— Он, он! — полушепотом воскликнул я. — Кто он такой? Откуда взялся?

— Да кто его знает, кто он такой и откуда он взялся. Подобрали его осенью, он возле одной деревеньки шатался. Напугал сначала всех до смерти, чуть не погиб, хотели на него с дубьем идти. Но, к его счастью, заметили, что он смирный и сам всех боится до одури. Подкормили беднягу, потом просто взяли за руку и привели сюда: на, мол, доктор, лечи убогонького.
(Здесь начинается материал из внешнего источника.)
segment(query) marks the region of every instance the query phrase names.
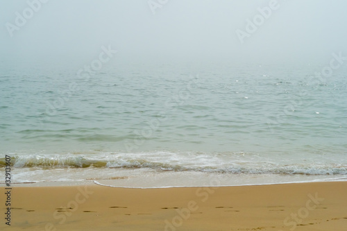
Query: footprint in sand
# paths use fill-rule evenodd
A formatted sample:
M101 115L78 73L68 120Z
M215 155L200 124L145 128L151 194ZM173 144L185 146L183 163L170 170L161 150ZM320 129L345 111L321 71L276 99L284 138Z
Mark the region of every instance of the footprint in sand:
M109 207L110 209L127 209L128 207L124 207L124 206L111 206Z

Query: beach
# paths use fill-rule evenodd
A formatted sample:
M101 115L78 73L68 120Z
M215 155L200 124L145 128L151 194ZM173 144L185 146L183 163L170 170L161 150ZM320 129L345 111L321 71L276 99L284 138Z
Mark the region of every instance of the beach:
M11 225L3 221L0 229L346 230L346 182L150 189L15 186ZM5 201L6 194L1 195Z

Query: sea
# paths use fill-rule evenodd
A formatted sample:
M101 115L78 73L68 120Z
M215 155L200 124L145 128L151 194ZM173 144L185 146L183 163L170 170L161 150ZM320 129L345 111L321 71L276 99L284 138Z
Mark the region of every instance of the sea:
M0 62L0 185L6 156L18 185L346 180L347 66L327 67Z

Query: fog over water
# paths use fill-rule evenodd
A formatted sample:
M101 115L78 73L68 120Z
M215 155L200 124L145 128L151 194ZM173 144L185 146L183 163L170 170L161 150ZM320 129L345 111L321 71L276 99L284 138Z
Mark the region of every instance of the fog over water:
M119 51L115 62L312 63L328 60L346 46L347 2L342 0L28 2L37 12L26 11L26 1L1 3L2 60L77 65L111 44ZM258 8L263 19L257 17ZM26 23L17 20L24 24L18 30L6 26L17 26L16 12L29 17ZM247 33L248 19L260 26L242 44L236 31Z
M344 178L346 8L2 1L0 173L9 155L17 182Z

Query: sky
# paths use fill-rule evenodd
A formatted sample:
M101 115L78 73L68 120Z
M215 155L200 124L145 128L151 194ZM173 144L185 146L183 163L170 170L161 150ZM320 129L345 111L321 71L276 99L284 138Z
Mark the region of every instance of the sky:
M110 46L117 62L326 63L347 53L346 8L344 0L2 1L0 60L85 63Z

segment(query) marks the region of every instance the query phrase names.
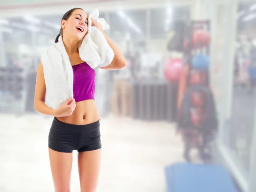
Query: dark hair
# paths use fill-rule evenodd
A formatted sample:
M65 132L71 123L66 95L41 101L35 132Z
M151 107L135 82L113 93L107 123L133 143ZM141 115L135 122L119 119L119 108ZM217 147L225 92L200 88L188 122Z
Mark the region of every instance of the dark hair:
M71 16L72 13L73 13L74 11L75 11L76 9L81 9L81 10L84 10L84 9L81 9L81 8L73 8L72 9L70 9L69 11L68 11L67 12L66 12L66 13L65 14L64 14L64 15L63 15L63 17L62 17L62 19L61 19L61 20L67 20L68 19L68 18ZM56 39L55 39L55 43L58 43L58 38L60 37L60 36L61 36L61 35L62 35L62 32L62 32L62 28L61 27L61 29L60 29L60 32L58 34L58 35L57 35L57 37L56 37Z

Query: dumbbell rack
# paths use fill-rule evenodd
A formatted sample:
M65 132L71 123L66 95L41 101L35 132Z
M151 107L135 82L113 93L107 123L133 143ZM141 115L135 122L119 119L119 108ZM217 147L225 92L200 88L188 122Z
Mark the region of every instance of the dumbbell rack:
M26 107L26 71L16 67L0 67L0 113L22 114Z

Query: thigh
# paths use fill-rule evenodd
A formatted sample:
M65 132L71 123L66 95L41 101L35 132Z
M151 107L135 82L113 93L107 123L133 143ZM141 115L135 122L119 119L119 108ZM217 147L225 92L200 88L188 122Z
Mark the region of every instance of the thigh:
M55 192L70 191L73 153L63 153L49 148L51 170Z
M101 161L101 149L81 152L78 154L78 167L81 192L95 192Z

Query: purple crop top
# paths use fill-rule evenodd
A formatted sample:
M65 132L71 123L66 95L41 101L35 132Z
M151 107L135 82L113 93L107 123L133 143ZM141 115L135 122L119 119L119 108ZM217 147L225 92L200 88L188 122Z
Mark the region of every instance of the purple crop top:
M94 99L95 71L86 63L72 66L74 74L73 93L76 102Z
Уж я с ним и так, и эдак возился, чтобы хоть одно разумное слово из него выжать. Без толку. Если и была в нем когда искра разума, то угасла она окончательно и навсегда. Он и холоду почти не чувствует. И реакции только такие: голоден — сыт, страшно — не страшно. Когда голоден, скулит и жалуется.
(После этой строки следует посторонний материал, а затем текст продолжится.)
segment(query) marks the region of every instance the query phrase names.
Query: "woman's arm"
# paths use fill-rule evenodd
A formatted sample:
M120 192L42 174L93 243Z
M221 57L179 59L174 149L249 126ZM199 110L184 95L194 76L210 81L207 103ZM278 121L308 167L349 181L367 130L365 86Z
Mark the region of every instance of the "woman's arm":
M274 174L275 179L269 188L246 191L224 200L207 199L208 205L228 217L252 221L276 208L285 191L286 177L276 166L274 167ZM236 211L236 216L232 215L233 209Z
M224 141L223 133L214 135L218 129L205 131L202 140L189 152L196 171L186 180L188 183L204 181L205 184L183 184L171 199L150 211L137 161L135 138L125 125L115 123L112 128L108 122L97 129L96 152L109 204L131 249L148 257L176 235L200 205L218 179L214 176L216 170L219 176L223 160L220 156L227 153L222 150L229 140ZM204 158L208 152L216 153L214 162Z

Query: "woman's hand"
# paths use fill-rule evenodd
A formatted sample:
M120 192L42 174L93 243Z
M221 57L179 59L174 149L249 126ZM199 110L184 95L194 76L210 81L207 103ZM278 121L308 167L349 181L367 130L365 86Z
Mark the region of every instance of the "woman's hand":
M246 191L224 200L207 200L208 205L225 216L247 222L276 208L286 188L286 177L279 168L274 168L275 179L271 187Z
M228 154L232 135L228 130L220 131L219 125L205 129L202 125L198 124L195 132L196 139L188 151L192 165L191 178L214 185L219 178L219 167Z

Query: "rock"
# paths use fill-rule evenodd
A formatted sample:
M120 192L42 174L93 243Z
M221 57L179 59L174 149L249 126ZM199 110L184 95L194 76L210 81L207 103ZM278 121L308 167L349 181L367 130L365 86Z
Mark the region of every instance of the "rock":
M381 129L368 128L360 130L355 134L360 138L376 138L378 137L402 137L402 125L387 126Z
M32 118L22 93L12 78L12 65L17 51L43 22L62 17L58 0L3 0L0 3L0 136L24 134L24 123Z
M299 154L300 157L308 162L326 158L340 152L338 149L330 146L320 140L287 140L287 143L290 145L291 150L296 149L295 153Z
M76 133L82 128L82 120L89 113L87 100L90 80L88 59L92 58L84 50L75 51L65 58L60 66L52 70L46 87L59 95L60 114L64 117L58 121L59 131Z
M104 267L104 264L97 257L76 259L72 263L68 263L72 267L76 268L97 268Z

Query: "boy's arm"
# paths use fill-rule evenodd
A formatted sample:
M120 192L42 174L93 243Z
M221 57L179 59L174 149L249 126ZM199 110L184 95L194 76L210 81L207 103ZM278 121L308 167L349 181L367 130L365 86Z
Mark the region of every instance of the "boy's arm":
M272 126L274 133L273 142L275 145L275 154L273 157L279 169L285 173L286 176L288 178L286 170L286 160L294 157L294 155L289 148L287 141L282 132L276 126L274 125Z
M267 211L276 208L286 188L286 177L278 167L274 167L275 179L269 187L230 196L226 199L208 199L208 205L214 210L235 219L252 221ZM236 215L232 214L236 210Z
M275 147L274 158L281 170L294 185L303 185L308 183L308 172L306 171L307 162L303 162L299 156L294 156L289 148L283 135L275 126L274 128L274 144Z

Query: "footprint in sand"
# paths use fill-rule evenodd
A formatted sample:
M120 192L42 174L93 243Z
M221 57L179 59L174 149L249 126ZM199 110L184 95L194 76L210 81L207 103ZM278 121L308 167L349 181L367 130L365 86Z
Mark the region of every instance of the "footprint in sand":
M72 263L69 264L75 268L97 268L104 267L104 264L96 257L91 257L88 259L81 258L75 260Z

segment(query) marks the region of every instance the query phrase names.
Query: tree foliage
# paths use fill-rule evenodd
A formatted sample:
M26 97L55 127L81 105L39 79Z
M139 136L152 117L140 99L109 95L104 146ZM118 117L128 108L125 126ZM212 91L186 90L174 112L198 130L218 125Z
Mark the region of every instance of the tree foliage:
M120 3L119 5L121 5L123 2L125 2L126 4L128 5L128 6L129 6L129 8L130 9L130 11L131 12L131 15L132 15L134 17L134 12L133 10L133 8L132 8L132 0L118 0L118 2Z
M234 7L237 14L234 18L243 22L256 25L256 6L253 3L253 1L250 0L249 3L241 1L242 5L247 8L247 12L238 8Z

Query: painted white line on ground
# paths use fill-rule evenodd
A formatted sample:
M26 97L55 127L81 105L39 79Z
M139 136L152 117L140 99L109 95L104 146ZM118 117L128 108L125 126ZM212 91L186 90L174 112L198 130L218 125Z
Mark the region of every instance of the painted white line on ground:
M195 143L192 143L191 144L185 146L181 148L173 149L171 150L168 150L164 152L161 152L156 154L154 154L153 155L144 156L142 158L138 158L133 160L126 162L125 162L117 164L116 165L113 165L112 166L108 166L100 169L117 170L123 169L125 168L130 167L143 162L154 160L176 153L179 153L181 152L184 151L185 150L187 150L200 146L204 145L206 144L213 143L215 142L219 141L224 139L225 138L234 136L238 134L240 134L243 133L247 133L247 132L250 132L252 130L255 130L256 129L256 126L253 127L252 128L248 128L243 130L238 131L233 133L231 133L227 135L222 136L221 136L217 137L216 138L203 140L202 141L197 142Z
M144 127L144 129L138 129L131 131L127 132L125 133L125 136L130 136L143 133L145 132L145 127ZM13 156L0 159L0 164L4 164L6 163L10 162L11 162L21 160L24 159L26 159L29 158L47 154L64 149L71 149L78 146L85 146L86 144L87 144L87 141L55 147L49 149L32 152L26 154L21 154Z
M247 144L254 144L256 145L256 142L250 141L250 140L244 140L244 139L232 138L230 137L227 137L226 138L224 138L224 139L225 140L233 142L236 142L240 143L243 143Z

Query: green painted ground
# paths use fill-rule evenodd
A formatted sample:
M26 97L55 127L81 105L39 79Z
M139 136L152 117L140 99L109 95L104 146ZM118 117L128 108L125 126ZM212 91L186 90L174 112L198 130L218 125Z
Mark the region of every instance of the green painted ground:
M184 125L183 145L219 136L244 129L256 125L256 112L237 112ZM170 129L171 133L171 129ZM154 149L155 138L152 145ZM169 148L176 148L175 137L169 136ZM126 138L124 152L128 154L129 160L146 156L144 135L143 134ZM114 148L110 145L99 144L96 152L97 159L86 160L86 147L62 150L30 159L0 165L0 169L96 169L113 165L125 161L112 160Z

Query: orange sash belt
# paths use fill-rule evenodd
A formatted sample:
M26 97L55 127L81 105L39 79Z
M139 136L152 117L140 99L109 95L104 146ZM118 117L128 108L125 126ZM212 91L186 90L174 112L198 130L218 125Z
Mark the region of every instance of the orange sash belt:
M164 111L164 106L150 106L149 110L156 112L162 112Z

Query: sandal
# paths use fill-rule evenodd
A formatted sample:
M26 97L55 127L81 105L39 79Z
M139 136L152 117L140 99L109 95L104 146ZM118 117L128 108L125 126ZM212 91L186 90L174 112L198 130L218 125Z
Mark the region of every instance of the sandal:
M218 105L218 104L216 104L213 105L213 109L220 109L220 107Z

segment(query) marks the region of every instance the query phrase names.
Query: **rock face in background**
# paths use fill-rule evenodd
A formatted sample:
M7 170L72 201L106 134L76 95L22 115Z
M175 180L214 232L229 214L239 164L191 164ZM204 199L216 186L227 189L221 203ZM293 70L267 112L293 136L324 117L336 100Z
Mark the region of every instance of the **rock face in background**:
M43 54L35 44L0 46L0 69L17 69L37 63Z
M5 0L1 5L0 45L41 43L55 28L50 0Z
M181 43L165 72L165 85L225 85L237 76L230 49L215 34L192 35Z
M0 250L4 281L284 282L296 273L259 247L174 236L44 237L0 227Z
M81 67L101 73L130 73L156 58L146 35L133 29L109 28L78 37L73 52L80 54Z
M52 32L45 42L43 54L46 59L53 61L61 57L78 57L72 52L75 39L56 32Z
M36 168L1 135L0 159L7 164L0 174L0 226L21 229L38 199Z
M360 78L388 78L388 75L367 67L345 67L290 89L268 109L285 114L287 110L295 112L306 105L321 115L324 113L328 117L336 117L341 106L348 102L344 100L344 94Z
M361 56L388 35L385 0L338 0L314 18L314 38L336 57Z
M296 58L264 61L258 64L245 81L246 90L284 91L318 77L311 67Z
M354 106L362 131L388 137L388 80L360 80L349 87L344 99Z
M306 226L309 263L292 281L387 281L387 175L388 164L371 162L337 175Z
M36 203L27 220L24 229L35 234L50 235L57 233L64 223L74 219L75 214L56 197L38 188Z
Видно, свет фонарика потревожил спящего. Он заерзал во сне и стал перебирать руками и ногами, визгливо прилаивая — ну, в точности, как собака, — потом резко сел и обалдело уставился на нас. Увидел меня — и весь сжался. Перевел взгляд на врача, чуть успокоился, встал на четвереньки, попил воды из миски, покрутился волчком на соломе и опять завалился на боковую.
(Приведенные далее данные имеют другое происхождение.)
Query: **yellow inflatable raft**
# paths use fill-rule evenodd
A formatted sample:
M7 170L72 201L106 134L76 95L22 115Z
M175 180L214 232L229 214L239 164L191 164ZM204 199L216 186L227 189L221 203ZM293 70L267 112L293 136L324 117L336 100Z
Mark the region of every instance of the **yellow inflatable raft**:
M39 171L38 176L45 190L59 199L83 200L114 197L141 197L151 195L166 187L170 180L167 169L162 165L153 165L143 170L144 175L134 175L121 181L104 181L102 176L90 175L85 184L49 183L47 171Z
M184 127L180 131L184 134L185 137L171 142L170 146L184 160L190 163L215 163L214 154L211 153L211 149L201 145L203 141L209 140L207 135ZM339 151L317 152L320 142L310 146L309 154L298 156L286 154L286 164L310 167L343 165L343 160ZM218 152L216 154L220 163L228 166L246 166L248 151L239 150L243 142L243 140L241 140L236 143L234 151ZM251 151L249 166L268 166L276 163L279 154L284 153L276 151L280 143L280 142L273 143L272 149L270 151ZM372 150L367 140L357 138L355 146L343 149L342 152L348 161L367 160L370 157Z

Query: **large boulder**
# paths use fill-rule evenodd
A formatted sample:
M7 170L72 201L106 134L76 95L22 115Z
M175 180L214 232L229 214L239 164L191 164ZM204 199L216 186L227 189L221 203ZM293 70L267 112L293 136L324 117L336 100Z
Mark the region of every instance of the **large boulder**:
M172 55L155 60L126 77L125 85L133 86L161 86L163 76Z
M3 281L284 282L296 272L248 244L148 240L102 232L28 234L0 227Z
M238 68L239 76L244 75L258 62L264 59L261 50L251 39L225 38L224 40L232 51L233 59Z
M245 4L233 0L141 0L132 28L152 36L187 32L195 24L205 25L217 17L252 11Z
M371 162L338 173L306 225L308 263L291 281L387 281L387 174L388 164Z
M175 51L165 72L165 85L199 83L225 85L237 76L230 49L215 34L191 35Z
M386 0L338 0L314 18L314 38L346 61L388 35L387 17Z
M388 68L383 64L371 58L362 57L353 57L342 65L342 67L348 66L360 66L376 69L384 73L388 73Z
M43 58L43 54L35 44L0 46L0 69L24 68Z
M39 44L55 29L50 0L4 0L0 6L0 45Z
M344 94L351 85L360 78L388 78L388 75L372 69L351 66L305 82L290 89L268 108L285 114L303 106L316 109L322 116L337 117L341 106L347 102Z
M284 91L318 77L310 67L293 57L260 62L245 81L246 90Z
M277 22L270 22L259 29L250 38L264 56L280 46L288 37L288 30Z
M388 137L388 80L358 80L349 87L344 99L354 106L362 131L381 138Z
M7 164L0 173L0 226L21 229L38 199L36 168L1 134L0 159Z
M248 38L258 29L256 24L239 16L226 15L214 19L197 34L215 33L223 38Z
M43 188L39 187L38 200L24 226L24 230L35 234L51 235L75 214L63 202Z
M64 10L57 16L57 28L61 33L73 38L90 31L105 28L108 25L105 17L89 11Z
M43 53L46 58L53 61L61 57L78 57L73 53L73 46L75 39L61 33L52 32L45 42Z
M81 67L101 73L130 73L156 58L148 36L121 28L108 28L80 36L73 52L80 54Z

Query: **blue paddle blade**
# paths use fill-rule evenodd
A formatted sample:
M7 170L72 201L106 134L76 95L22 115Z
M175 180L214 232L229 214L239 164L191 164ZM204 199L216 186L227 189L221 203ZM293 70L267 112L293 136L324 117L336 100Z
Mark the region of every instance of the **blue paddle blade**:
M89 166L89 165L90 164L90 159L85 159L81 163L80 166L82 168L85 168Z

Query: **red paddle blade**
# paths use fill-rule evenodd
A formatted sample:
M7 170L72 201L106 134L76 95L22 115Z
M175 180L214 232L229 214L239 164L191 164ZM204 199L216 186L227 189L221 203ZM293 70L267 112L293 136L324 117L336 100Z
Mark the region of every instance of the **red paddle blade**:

— Совсем по-волчьи, — прошептал я. — Маугли какой-то. Вы о нем наверх доклада не отсылали?

— Отсылал несколько раз, но безо всякой реакции. Конечно, кому сейчас интересен какой-то умалишенный. Живет при больнице — и пусть живет. Ведь даже затрат на себя не требует.

Врач притворил дверь сарайчика, и мы пошли к воротам на улицу.

— Странно, что местный люд не связал его с оборотнем, — заметил я. — Ведь повадки у него волчьи. Неужели никто на это внимания не обращал? Я не удивился бы, узнав, что толпа пыталась разорвать его на куски.

— Наоборот, — ответил врач, — на него смотрят, как на защиту от оборотня. Как на талисман, что ли… Понимаете, — добавил он, поймав мой удивленный взгляд, — юродивый на Руси всегда считался Божьим человеком, и нечто вроде этого до сих пор сохранилось в сознании. Я это понял, когда однажды застал моего санитара — здоровенного мужика — у двери сарайчика. Наш блаженный как раз поскуливал жалобно — проголодался или болело у него что. Так знаете, что сделал наш санитар? Он пробормотал испуганно: «Господи, помилуй, святой человек по новой жертве плачется». И быстро перекрестился. Потом оглянулся украдкой, увидел меня и густо покраснел. Я сделал вид, будто ничего не заметил. Но такое отношение к нашему пугалу бессловесному я замечал и у других местных жителей. На него смотрят, как на заступника перед Богом, который старается допустить поменьше жертв и который, может быть, вообще их не допустил бы, если бы не людские грехи. Особенно у старушек это заметно. Наша уборщица мне как-то в глаза сказала, кивнув на сарайчик: «Опять он скорбит, бедный, что нагрешили мы много, и не может руку гнева Божьего от нас отвести. Видно, нынче ночью снова упырь кого затерзает». М-да, словом, его волчьи повадки… На них смотрят как на дарованную ему Богом способность чувствовать движения и замыслы оборотня, быть с ним на сверхъестественной связи, если хотите, и своими средствами предупреждать нас о близости беды. Суеверия, знаете.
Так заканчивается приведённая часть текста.